Bu dönemde buğday ve arpa gibi tahıllar, baklagiller tarımsal üretimin ilk öğeleridir. Tarımın yanında sığır ve koyun gibi hayvanlar evcilleştirilerek hayvancılığa ilişkin ilk adımlar atılır. Yine bu dönemde inanç sistemleri, ticaret ve mülkiyet ilişkileri değişikliklere uğramış ve yeni bir yaşam biçimi doğarak üretimin devamlılığı yerleşikleştirilmiştir.

Bu yeni yaşam biçimi, araç ve gereçlerin gelişimini de etkilemiş, yiyecek içecek hazırlamak ve bunları saklamak için kilden kap kacak yapımını ortaya çıkarmıştır. Çalışmaların yapıldığı tarihlerde modern konutların ilk temellerini oluşturan evlerin yanında mezar izlerine de rastlanılmıştır.

OSMANLI ÖNCESİ DÖNEM

İstanbul Boğazı ile Sakarya Nehri arasındaki bölgeye yerleşen ilk devletlerden biri olan Frigler’in kolu Bebrikler, bugünkü Pendik’e Bebrikya dedi.

MÖ 650 yılında bu bölgeye yerleşen ve Bitinya adını veren Bitinler ise Anadolu’ya hakim olmak isteyen Perslerin egemenliği altına

girse de bir süre sonra Bitinya Krallığını kurar.

Roma İmpatorluğu, MÖ 85 yılında Kalkhedon’a (Kadıköy) ayak bastıktan sonra MÖ 74 yılında Pendik’in de bağlı olduğu Bitinya’yı egemenlik altına alır. Pendik, MS 255’te Got İstilası sonrası diğer bir hükümdarlık olan Perslerin Kadıköy’e yaptıkları seferlerin de uğrak yeri olmuştur.

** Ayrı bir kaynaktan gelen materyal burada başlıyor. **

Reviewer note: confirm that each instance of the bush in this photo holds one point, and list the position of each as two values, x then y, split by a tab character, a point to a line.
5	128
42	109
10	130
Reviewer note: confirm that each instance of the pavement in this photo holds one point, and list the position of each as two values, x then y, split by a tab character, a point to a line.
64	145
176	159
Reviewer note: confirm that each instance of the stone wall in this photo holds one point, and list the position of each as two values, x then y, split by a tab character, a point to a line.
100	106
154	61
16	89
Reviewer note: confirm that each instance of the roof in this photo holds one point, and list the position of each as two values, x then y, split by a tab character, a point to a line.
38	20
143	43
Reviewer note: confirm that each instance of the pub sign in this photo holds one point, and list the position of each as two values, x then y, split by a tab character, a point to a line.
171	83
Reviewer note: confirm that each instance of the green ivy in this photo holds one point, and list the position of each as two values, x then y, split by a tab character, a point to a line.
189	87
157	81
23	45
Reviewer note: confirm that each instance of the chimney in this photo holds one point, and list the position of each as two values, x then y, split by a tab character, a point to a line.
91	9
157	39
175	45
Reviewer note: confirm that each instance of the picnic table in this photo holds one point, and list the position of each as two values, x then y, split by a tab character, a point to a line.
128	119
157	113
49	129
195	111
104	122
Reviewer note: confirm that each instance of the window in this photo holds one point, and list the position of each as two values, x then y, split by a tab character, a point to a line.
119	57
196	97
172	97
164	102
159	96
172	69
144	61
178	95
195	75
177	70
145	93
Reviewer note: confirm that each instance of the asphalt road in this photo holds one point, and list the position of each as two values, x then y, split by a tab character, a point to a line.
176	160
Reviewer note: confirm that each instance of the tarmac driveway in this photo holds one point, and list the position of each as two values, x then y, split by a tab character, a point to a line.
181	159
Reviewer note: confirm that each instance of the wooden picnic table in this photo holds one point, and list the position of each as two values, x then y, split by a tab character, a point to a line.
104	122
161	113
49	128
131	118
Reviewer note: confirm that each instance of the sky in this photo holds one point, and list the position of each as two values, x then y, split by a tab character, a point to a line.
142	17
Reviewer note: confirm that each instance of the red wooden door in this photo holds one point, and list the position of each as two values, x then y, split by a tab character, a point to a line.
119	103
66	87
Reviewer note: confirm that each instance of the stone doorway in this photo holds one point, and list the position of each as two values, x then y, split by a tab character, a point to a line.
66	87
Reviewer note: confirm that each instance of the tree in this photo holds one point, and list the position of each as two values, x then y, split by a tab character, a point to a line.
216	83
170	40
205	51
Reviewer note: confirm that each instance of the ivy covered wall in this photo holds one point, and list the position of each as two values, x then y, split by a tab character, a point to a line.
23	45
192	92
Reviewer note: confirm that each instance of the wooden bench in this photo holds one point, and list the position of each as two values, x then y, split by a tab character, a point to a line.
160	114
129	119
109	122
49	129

Pendik’in İslâm’la tanışması 668 yılında Ebu Süfyan komutasındaki orduların Üsküdar’a kadar ilerledikleri seferle gerçekleşir. 941’de Rus İstilasına uğrayan Pendik ve çevresi, 1071 Malazgirt Savaşında Müslüman Türklerce egemenlik altına alınır.

1096 Haçlı Seferlerinde tahrip edilen Pendik, 1204 yılında İstanbul’u ele geçiren Katolik Haçlıların Latin Devletine ev sahipliği yapar.

OSMANLI DÖNEMİ

Pendik, ILK Defa 1328’de Aydos Kalesi’nin fethiyle Türklerin eline Geçer. Kalenin fethini gerçekleştiren Kara Gazi

Abdurrahman, Orhan Gazi Tarafından Gerçekleştirilme Aydos Tekfurunun kızıyla evlendirilir.

Yıldırım Beyazıt Dönemi’nde doğuya yapılan seferleri fırsat bilen Bizans, Pendik’i birkaç defa eline geçirmiş olsa da Fatih Sultan Mehmet Han’ın 1453’te İstanbul’u fethetmesiyle Pendik, kesin olarak Türk-İslâm Medeniyetine ev sahipliği yapacaktır.

İskân amacıyla Anadolu’dan gelen Türkler, Pendik’teki Kurtköy, Dolayoba, Y ayalar, Şeyhli gibi köyleri kurmuşlardır.

100 Yıl Yangınları

İlki 1798’de olmak üzere üç büyük yangın geçiren Pendik son olarak 1889 yangınında 1.200 konut ve ticarethane yanarak yok olmuştur. Bu dönemde İstanbul’un çeşitli noktalarında sıkça görülen yangınlarda can ve mal kayıplarının önüne geçmek için Sultan II. Abdulhamit, orduda bir İtfaiye Teşkilatı kurdurmuştur.

çalışmalara başlanmıştır. Böylece Pendik, Türkiye’nin ilk planlı kasabası olma unvanını kazanmıştır.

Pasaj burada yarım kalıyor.